Speaking on Friday, Wu Zunyou, the chief epidemiologist at the Chinese Center for Disease Control and Prevention, said that the country must adhere to its “dynamic Zero-COVID approach” which is “still the most economical and effective strategy.”
“With the political stakes so high, the tremendous cost associated with the policy becomes a secondary concern, and zero-Covid becomes a by-all-means and at-all-cost approach,” Yanzhong Huang, a senior fellow for global health at the Council on Foreign Relations,
wrote in CNN.
“Unless the top leadership changes its zero-Covid mentality, the policy is here to stay,” he added.
In Other News
John Lee, the former security chief who led the crackdown against the pro-democracy protests in 2019, has emerged as
the only candidate running in Hong Kong’s upcoming chief executive election. A “patriots only” election committee with 1,500 members is expected to back him in the vote on May 8. Beijing’s choice of a candidate with
little experience in business and economic management indicates its priorities, namely the predominance of law and order over financial recovery.
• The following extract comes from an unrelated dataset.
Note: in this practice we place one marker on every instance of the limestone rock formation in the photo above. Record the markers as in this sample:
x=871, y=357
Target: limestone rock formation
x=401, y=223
In the meantime, the city’s crackdown on dissent continues. Six people were arrested last week on suspicion of “causing nuisance” during court hearings for having clapped in a courtroom. They now face charges of sedition. “The Hong Kong authorities’ grotesquely disproportionate response to a small and peaceful act of defiance shows how they will stop at nothing to root out even the faintest murmurings of dissent,”
Amnesty International wrote. This week,
Allan Au, a prominent journalist, was arrested by national security police for allegedly conspiring to publish “seditious materials,” dealing yet another blow to Hong Kong’s dwindling press freedoms.
Worth a Read
Chao Deng of The Wall Street Journal wrote about Ovalbek Turdakun, an ethnic Kyrgyz who made a rare escape from China’s crackdown on ethnic minorities in the Xinjiang region and arrived in the U.S. with his wife and 12-year-old son last week. The 43-year-old spent 10 months in an internment camp, where he was subjected to political indoctrination and injected with an unknown substance that caused diarrhea, vomiting and numbness in his limbs. His case underscores the difficulty facing former Xinjiang detainees in finding their way to safety, as the reach of China’s security agencies increasingly extends beyond its borders and into Central Asia and parts of the Middle East.
China Note-Taker is writing anonymously for reasons of personal security.